To conclude this topic, a small question if you don't mind (I think this is the only thing which left uncovered): is it possible for the Grafana Agent to receive metrics over grpc/http that are pushed by e.g. java app with the OTLP instrumentation agent, as we can do in case of collecting traces?
traces:
configs:
- name: default
receivers:
otlp:
protocols:
grpc:
http:
Looks like this is not possible to have the same block under the metrics:
section. The example in the docs shows only how to configure it via the scraping apps by Grafana Agent itself (the "opposite" way).
It's possible with Flow mode (here's a blog post explaining why we're building Flow mode), but not the older "static" agent mode (the YAML) config.
We believe Flow mode is the future of the agent, but we're still working on feature parity, which is why it's not the default recommendation for agent users yet. In the future, once we have feature parity with the older static agent mode, we'll have tools the be able to help people migrate to Flow mode from the static mode's YAML config.
Here's an example Flow mode pipeline which can do what you're looking for. It first accepts OTLP data over gRPC and HTTP, then forwards it out over OTLP again:
// Define an otelcol.receiver.otlp component labeled "default" which
// will accept OTLP data over the network.
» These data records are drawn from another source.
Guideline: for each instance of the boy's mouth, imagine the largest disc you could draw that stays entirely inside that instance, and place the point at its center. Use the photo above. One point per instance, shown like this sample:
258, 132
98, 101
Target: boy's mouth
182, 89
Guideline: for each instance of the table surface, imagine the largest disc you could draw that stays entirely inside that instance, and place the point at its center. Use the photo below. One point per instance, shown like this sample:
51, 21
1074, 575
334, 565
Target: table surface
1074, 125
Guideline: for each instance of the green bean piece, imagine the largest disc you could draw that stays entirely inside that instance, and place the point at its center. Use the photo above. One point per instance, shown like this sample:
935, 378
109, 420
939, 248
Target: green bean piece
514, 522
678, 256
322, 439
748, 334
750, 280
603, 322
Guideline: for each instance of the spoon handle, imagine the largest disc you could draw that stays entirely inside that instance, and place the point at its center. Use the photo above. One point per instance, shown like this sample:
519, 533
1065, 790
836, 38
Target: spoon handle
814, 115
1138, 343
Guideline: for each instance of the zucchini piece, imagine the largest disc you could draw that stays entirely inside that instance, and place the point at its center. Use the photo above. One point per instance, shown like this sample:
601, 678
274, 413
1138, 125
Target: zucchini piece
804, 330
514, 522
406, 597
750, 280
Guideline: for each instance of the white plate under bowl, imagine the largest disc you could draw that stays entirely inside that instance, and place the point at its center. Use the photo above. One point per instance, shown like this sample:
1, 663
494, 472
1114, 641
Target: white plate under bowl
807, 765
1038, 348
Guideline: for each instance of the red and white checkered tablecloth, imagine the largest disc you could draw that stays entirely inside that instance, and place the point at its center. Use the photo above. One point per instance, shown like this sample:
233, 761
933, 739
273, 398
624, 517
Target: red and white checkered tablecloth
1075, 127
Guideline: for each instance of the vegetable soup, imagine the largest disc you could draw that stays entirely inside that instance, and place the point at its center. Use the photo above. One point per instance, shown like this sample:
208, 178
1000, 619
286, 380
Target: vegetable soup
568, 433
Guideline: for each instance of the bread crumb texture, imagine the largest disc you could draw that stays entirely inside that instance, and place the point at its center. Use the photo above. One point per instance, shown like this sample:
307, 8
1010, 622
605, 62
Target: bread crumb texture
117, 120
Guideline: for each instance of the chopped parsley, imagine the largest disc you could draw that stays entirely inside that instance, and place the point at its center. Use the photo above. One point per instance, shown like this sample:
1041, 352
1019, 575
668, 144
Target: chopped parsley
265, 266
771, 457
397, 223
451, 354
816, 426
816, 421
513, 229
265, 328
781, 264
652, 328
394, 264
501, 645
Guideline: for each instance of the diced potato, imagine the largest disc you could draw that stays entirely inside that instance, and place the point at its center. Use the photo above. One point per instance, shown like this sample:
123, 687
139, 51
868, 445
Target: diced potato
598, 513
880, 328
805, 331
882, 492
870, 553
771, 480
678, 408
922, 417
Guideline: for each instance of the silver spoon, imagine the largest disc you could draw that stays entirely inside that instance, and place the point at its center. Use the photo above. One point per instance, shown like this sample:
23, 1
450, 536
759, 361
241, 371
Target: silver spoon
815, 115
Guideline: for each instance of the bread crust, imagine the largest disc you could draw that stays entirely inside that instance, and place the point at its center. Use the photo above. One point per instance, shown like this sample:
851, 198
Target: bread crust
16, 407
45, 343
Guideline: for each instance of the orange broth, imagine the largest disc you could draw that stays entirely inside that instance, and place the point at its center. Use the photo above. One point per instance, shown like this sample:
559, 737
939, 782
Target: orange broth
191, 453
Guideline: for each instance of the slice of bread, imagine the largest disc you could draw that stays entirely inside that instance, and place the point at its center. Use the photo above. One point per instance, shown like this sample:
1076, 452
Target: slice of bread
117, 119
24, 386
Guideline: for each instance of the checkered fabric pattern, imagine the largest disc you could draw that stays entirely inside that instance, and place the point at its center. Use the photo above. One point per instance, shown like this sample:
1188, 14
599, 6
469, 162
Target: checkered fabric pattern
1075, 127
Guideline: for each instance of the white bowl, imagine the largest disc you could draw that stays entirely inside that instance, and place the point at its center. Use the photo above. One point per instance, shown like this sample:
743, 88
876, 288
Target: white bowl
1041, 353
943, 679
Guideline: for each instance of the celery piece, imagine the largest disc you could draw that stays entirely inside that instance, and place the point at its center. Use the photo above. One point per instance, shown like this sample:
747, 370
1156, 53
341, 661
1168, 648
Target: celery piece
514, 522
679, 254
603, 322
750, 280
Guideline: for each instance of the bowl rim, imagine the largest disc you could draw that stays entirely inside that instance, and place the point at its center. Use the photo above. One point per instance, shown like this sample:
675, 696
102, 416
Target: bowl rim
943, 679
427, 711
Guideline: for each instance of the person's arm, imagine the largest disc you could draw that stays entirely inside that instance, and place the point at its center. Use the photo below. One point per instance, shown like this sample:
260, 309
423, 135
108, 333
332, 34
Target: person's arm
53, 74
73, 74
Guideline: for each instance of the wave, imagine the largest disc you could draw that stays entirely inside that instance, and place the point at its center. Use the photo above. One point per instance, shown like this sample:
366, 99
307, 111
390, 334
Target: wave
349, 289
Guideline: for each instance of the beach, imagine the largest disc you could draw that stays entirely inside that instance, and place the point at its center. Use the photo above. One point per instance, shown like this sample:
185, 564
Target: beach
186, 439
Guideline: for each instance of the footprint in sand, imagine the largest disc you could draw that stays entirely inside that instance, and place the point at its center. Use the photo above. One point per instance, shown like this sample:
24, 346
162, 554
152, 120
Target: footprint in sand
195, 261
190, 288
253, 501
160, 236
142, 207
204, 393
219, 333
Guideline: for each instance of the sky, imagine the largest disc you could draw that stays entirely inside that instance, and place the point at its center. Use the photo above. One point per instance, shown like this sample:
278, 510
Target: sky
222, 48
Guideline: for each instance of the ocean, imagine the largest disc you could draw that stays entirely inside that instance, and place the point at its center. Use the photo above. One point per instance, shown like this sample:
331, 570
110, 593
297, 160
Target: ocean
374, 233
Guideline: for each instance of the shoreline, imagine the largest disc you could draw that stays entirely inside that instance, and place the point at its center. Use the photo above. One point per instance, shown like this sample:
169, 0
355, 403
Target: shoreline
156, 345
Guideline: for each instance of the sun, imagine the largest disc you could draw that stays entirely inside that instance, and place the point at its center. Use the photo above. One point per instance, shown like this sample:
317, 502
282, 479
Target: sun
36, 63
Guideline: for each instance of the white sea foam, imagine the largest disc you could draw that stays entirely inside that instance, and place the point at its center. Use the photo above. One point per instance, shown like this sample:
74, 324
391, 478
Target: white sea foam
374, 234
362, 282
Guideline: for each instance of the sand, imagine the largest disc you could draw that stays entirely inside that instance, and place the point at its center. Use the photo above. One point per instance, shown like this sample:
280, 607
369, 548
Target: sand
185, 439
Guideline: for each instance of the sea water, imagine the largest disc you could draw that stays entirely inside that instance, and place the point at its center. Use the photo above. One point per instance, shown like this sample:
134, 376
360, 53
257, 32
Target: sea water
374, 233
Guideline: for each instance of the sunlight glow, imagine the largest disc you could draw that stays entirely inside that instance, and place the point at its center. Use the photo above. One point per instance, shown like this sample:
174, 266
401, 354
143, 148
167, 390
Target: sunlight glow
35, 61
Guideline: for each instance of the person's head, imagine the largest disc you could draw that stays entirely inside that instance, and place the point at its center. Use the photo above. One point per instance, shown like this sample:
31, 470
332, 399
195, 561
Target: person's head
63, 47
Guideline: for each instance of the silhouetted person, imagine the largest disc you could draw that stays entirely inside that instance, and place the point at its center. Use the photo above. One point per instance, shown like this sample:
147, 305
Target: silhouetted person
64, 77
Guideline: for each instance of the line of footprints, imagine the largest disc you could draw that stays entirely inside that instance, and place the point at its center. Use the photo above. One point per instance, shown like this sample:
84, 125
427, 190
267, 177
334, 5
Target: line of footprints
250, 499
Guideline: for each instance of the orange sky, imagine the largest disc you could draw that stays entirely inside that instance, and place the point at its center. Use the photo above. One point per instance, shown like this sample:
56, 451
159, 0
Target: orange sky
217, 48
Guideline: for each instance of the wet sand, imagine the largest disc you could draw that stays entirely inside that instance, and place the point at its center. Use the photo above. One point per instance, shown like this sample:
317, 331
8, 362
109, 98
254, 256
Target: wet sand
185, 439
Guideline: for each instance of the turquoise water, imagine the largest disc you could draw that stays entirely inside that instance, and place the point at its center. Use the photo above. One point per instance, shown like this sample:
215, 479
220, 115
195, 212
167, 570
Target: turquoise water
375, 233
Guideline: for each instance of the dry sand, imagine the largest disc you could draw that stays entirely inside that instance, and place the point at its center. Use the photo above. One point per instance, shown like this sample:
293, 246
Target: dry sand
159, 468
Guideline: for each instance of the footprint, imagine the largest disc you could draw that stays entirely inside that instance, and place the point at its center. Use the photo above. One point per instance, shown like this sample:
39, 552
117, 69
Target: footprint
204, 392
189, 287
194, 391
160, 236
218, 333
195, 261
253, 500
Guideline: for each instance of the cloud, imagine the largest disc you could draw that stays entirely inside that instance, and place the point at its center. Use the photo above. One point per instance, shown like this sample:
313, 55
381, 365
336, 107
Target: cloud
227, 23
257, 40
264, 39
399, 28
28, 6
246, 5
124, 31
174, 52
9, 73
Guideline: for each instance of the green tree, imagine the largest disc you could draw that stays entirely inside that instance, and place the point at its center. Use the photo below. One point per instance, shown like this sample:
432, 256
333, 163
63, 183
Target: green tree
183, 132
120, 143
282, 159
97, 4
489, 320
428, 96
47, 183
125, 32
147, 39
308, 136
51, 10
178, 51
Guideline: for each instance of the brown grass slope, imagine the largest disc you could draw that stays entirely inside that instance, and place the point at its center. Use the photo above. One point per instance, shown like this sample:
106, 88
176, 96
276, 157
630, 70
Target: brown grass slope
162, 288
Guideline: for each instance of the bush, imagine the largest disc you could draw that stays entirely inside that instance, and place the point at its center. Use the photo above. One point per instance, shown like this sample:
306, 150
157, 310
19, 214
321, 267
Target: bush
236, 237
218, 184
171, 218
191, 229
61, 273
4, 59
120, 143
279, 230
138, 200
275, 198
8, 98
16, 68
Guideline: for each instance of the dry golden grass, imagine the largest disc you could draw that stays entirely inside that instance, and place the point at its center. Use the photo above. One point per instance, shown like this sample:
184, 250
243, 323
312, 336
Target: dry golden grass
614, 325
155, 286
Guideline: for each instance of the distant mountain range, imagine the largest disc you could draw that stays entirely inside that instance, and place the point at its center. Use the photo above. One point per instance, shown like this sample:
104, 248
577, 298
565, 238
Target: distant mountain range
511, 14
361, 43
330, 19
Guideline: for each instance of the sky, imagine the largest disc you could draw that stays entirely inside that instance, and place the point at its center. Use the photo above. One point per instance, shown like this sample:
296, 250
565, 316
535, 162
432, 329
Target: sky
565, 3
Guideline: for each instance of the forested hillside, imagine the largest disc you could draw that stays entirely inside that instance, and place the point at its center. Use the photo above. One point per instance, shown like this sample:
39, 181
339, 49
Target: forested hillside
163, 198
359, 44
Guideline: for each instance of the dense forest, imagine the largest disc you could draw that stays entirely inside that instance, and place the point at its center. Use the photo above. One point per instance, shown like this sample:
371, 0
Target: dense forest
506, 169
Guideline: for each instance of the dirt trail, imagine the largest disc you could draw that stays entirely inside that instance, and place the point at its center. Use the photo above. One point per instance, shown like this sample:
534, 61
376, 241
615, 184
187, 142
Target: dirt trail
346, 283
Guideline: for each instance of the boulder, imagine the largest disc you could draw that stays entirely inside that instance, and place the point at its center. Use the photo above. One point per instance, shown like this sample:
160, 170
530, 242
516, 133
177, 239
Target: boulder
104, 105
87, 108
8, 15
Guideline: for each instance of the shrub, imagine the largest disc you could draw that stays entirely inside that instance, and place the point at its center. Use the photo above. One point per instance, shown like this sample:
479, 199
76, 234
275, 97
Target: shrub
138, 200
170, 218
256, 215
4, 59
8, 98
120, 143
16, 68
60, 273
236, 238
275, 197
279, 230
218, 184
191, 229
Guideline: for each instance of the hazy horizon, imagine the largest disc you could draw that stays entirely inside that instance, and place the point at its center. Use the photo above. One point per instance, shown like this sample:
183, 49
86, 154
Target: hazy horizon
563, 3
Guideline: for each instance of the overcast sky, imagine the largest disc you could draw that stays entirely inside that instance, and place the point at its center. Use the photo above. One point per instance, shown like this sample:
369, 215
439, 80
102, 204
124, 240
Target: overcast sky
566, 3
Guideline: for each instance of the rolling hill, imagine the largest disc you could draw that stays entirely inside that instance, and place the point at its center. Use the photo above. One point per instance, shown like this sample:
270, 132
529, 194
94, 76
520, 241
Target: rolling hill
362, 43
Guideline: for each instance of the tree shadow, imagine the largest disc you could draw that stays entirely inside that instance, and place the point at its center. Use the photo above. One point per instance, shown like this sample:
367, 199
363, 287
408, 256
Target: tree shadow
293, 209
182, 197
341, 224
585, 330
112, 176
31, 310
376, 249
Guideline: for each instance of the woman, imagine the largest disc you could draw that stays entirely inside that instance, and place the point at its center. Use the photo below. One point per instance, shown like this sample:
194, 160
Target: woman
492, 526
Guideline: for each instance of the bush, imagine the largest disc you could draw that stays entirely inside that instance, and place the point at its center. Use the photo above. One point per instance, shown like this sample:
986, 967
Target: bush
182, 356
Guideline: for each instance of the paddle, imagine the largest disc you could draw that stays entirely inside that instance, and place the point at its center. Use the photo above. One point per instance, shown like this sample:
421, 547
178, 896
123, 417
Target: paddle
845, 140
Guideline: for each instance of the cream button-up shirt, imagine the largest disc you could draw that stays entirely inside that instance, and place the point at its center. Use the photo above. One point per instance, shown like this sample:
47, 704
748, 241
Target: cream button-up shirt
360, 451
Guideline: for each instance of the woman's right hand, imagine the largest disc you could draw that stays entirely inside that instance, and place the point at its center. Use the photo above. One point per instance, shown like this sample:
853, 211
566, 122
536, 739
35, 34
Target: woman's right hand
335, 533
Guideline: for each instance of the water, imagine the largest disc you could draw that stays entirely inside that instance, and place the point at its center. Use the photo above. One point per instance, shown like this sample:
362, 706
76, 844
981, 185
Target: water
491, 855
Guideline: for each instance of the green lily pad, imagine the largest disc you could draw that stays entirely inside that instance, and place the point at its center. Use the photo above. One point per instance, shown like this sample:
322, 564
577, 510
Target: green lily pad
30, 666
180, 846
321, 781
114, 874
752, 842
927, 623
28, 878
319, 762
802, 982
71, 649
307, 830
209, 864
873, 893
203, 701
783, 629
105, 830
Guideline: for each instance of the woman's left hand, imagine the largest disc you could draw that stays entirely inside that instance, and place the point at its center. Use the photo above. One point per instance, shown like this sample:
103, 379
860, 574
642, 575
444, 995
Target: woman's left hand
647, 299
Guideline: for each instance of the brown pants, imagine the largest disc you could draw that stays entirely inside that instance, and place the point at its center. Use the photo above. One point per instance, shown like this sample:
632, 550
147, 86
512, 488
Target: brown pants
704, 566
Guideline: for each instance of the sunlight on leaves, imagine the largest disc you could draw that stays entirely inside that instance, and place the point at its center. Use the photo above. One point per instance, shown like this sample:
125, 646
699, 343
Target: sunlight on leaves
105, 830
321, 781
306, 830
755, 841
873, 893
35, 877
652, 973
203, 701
otelcol.receiver.otlp "default" {
http {} // Accept OTLP over HTTP
grpc {} // Accept OTLP over gRPC
// Forward all signals to our otelcol.exporter.otlp.default component
// defined below.
output {
metrics = [otelcol.exporter.otlp.default.input]
logs = [otelcol.exporter.otlp.default.input]
traces = [otelcol.exporter.otlp.default.input]
}
}
// Define an otelcol.exporter.otlp component labeled "default"
// which forwards received data to some endpoint.
otelcol.exporter.otlp "default" {
client {
endpoint = ENDPOINT // Replace ENDPOINT with a string to send data to
tls {
insecure = true
insecure_skip_verify = true
}
}
}
This second pipeline accepts metrics over OTLP gRPC, converts it to Prometheus metrics, and then forwards the resulting metrics over remote_write:
// Define an otelcol.receiver.otlp component labeled "default" which
// will accept OTLP data over the network.
otelcol.receiver.otlp "default" {
grpc {} // Accept OTLP over gRPC.
// This time, only forward metrics to our otelcol.exporter.prometheus
// component defined below.
output {
metrics = [otelcol.exporter.prometheus.default.input]
}
}
// Define an otelcol.exporter.prometheus component labeled
// default, which converts received OpenTelemetry data
// into Prometheus metrics.
otelcol.exporter.prometheus "default" {
// Forward converted metrics to our remote_write component.
forward_to = [prometheus.remote_write.default.receiver]
}
// Define a prometheus.remote_write component labeled default,
// which sends Prometheus-formatted metrics over the network
// using the remote_write protocol.
prometheus.remote_write "default" {
endpoint {
url = REMOTE_WRITE_ENDPOINT
}
}
As shown through these two examples, Flow mode is much more flexible of what is possible to do with its components, including moving between native OpenTelemetry components and native Prometheus components.
Thank you one more time, I'll ponder over it. I believe we can close the issue.
This is more a question about the documentation. I think it's not quite clear of how the metrics that have been polled by Grafana Agent are delivered to the external metrics storage (Prometheus/Grafana Mimir/Grafana Cloud Metrics). I can only see the "pushing" approach, so you can use
remote_write
in this case, and your external metrics storage should be set up as a remote-write receiver. However, I've seen a lot of articles in which this was considered a bad practice - it was advised to always use the "polling" method unless you can't poll from the metrics source (which is not relevant to Grafana Agent that has an API for this). I believe this was even mentioned in the Prometheus docs. So, what's the right way to do this? If it depends on your preference or the Grafana Agent doesn't support some ways at all (which can be intended or not), I think it should be mentioned in the readme (in form of a comparison table of these strategies or smth like that).